If the app is dug in and refusing to die even after what @techchizkid suggested, there are a few extra tricks you can try that don’t involve rebooting and praying.
- Try the “Close” button from the taskbar
Sometimes the X in the window is useless, but the taskbar context menu still works.
- Right click the app’s icon on the taskbar
- Click “Close window”
If it vanishes from the taskbar, it’s actually gone, not just minimized.
- Use the old-school Task Manager performance trick
If your whole system is crawling and Task Manager is sluggish:
- Open Task Manager
- Go to “Options” at the top
- Disable “Always on top” if it’s on
- Go to the “Details” tab
- Right click the frozen process
- Set priority to “Below normal” or “Low”
This can give other apps and Windows a chance to respond so you can save stuff elsewhere before you nuke the frozen one.
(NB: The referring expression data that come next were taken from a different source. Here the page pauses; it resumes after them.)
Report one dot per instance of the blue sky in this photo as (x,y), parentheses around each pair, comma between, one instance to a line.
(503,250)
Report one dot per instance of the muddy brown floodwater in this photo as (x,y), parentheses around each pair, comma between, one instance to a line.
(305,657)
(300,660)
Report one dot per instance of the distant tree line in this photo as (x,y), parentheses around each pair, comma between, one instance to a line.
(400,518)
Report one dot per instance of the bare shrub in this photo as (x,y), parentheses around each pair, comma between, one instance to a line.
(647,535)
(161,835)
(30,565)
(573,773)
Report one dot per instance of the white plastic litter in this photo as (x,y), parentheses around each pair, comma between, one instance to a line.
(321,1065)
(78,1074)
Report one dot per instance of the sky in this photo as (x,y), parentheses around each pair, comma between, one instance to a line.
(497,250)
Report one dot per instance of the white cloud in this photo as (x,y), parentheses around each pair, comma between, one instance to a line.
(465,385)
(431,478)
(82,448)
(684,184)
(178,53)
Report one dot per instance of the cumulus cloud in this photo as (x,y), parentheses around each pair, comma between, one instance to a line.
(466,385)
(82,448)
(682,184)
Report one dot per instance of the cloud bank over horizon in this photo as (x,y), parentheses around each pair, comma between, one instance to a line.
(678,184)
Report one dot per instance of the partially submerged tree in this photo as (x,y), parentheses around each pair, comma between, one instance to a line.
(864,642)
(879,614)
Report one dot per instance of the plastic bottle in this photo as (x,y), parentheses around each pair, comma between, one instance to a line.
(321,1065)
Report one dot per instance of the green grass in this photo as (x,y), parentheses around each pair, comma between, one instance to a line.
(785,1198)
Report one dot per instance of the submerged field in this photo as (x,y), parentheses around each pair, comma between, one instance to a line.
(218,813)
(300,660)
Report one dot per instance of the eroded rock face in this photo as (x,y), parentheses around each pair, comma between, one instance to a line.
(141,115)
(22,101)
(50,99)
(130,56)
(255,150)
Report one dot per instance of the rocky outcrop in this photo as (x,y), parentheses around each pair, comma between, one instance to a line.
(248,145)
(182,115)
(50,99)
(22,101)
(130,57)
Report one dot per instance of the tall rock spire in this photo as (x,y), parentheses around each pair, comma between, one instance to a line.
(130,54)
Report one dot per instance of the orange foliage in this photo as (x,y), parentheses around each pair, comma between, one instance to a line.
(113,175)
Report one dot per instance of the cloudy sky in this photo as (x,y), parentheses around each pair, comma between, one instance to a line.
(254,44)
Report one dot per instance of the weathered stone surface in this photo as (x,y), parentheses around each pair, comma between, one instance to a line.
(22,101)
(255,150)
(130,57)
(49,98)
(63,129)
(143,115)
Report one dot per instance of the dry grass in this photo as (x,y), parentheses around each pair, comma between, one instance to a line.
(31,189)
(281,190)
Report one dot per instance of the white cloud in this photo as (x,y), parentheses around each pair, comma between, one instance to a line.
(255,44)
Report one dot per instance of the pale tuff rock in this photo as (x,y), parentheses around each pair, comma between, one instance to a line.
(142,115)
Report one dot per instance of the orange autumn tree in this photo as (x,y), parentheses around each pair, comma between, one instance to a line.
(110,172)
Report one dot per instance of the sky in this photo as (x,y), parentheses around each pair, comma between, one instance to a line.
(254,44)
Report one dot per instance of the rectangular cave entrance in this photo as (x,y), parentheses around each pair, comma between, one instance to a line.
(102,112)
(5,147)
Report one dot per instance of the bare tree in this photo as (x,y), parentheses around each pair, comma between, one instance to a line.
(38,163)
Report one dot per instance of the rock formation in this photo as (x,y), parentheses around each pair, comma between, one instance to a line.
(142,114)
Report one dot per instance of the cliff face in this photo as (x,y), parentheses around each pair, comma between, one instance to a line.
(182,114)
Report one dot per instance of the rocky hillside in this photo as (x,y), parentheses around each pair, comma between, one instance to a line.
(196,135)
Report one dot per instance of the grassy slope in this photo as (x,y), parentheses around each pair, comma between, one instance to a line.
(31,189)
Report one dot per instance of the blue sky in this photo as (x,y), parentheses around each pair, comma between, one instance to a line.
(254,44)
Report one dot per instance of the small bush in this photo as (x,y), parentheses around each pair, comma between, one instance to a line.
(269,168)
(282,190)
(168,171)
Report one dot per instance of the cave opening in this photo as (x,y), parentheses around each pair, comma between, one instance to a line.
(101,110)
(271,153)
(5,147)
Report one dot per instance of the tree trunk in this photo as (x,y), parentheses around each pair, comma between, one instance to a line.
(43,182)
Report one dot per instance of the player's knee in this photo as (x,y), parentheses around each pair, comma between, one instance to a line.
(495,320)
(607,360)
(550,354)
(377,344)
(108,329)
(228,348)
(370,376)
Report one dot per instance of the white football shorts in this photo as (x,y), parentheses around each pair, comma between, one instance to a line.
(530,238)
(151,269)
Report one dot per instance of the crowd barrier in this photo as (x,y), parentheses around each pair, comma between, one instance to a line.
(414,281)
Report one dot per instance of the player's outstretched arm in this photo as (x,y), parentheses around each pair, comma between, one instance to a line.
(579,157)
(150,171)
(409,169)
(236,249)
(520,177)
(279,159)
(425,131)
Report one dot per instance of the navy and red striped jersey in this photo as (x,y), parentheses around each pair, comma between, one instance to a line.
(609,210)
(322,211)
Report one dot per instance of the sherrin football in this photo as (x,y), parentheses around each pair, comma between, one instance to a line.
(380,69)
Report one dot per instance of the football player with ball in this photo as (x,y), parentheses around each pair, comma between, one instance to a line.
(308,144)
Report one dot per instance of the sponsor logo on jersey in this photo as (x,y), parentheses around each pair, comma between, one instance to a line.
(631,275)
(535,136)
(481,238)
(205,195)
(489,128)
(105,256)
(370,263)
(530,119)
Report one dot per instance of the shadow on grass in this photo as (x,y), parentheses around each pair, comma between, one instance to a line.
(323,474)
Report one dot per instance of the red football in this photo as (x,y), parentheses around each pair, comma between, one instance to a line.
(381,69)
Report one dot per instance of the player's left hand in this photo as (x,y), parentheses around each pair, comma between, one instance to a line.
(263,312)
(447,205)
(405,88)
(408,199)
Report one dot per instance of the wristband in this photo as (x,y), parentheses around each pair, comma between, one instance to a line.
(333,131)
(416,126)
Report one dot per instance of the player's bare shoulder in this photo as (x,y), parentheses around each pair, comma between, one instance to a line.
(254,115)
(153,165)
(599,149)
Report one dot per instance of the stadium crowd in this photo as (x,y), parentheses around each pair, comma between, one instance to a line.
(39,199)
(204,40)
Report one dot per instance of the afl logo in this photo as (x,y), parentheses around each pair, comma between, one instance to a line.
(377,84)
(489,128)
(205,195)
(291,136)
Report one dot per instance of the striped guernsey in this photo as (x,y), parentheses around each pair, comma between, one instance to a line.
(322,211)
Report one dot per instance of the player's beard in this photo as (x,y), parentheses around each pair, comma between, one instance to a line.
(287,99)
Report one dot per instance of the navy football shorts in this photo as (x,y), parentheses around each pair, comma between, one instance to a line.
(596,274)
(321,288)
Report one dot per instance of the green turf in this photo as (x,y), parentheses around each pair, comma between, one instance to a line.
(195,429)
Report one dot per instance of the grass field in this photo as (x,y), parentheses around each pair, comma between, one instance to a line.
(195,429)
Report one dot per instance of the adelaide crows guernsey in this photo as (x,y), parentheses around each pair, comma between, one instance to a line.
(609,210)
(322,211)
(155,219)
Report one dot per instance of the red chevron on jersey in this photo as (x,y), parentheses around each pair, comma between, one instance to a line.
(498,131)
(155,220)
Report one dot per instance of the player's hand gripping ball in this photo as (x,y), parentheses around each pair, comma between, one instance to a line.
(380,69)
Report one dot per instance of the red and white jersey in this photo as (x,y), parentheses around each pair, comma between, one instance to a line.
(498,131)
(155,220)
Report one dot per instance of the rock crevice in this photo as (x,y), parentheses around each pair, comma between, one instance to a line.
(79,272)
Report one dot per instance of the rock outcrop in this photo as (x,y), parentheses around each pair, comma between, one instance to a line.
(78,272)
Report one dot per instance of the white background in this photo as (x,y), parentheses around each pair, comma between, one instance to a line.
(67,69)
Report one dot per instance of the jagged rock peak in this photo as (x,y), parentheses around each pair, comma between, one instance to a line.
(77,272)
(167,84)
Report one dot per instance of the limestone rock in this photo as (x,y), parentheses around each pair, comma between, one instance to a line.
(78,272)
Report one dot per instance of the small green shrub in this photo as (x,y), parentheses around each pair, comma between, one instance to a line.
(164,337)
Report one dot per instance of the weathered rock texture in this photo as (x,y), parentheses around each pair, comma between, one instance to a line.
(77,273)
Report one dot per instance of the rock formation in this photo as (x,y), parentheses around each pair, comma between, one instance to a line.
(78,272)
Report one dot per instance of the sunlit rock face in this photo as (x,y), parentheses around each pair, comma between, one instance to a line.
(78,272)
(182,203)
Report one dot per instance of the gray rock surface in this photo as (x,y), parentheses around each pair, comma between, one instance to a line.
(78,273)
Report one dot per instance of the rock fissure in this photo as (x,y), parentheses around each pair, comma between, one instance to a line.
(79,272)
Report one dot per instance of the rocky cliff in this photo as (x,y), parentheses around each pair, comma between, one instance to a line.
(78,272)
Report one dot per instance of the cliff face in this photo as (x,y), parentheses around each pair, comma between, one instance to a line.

Then kill it after you’ve saved your work.
- Kill from Resource Monitor
Sometimes Resource Monitor responds when Task Manager acts dumb.
- Press Win + R
- Type:
resmonand hit Enter - Go to the CPU tab
- Find your app’s process under “Processes”
- Right click → End process
It’s basically a different UI hooked into the same system guts and occasionally works when Task Manager hangs on “Not responding.”
- Check for hung background processes
Some apps crash but leave a service or helper running that keeps things janky.
- Win + R →
services.msc - Look for any service clearly tied to that app (printer software, game launchers, cloud sync tools, etc.)
- Right click → Stop
Don’t spam-stop random Windows services, but if it’s obviously “VendorNameSomethingService” from that app, stopping it can un-freeze the main program next time.
- Use Safe Mode to clean up repeat offenders
If the app keeps freezing every boot and trapping your system:
- Hold Shift and click “Restart” from the Start menu
- Go to Troubleshoot → Advanced options → Startup Settings → Restart
- Choose Safe Mode with networking
From there, uninstall the broken app, remove related startup entries, or reinstall it cleanly. This avoids another crash loop.
- Protect yourself next time
I’d slightly push back on only relying on updates like @techchizkid mentioned. Half-baked updates sometimes cause the freeze. What helps more in practice:
- Turn on “Save AutoRecover” or autosave in Office, Adobe apps, etc.
- Don’t run 20 heavy apps at once on a weak machine
- Avoid sketchy overlays and “optimizer” tools that hook into everything
If you’re in the middle of important work right now, first pause a sec, save everything that still responds, then start killing the frozen app with the lighter methods above before going nuclear with sign out or reboot.